My old man was a lifelong soldier. He left the army on compassionate grounds (he was due out to retire soon anyhow), to look after mum in her final days. He lasted a year "out" before he followed her. So he was a lifelong soldier in every meaning of the word.

This is all very grim.. I dont mean to sound so negative, but I dont want to sound presumptous on here. I have never been in the army (or any of the forces for that matter) Actually, I am the exact opposite. I have been self employed my entire life, basicly have never been employed at all !
What that means (to me at any rate) is there is no meaning to my job. Its just about money, nothing else. I am a skilled craftsman, but if someone paid me a stupid rate to tidy up their garden I would do it.
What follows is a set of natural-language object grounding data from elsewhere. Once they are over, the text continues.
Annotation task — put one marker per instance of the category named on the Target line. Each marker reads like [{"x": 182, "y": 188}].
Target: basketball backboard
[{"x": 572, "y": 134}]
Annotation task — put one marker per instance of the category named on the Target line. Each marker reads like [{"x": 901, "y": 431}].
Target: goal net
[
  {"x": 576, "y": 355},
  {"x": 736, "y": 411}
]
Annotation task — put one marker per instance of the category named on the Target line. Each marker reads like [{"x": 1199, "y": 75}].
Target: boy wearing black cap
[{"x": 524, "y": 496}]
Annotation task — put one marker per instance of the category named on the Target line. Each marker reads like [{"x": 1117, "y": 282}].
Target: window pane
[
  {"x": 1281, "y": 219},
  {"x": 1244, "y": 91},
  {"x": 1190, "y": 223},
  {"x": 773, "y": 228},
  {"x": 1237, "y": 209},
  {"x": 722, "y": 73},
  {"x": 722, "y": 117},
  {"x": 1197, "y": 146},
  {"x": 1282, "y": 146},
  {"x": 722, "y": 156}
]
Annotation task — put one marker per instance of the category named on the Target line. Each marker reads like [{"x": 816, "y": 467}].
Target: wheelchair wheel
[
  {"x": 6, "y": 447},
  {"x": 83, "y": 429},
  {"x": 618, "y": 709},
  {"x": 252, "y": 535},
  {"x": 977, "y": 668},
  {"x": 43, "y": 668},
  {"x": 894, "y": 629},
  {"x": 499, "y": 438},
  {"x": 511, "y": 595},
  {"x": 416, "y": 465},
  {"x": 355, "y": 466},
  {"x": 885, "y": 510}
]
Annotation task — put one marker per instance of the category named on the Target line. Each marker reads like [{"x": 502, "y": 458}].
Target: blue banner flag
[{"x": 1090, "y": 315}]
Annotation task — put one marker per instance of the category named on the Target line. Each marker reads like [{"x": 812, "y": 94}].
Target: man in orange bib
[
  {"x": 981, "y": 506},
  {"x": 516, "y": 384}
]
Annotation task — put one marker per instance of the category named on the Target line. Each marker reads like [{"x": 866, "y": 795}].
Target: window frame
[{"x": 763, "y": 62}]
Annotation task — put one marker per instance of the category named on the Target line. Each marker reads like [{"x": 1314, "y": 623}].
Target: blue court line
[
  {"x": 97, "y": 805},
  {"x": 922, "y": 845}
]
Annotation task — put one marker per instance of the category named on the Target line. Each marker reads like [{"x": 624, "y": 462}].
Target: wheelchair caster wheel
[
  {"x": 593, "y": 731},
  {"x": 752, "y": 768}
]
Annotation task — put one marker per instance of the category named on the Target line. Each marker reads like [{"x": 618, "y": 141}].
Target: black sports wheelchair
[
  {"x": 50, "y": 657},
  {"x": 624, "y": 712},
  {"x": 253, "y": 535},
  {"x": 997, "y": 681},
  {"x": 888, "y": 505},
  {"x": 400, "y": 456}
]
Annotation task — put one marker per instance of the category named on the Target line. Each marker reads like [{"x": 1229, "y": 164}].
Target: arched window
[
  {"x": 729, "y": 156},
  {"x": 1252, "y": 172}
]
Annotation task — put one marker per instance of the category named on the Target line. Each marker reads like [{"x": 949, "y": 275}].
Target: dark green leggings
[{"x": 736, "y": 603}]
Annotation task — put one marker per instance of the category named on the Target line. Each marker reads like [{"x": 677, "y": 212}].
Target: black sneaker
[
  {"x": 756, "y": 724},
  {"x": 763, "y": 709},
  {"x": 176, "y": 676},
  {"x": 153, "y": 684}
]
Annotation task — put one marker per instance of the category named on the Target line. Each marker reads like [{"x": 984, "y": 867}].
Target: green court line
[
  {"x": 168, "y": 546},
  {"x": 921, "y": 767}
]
In my world, everyone is out for themselves, no loyalty. Its not personal, its just business (as the mafia say)... I have close personal contacts with traders who I do a large amount of business with..and who I have known 20 years. but I know that they would be in India / China in a heartbeat if they knew and could replicate certain methods/processes that I use.So, everyone in my business life is in it for themselves as well !

What old soldiers need to be aware of is that this is "civistreet". They have lived a life of service, muddling in together to sort stuff out, not poaching points against each other to brown nose certain bosses etc and that this can well be very far from the norm elsewhere.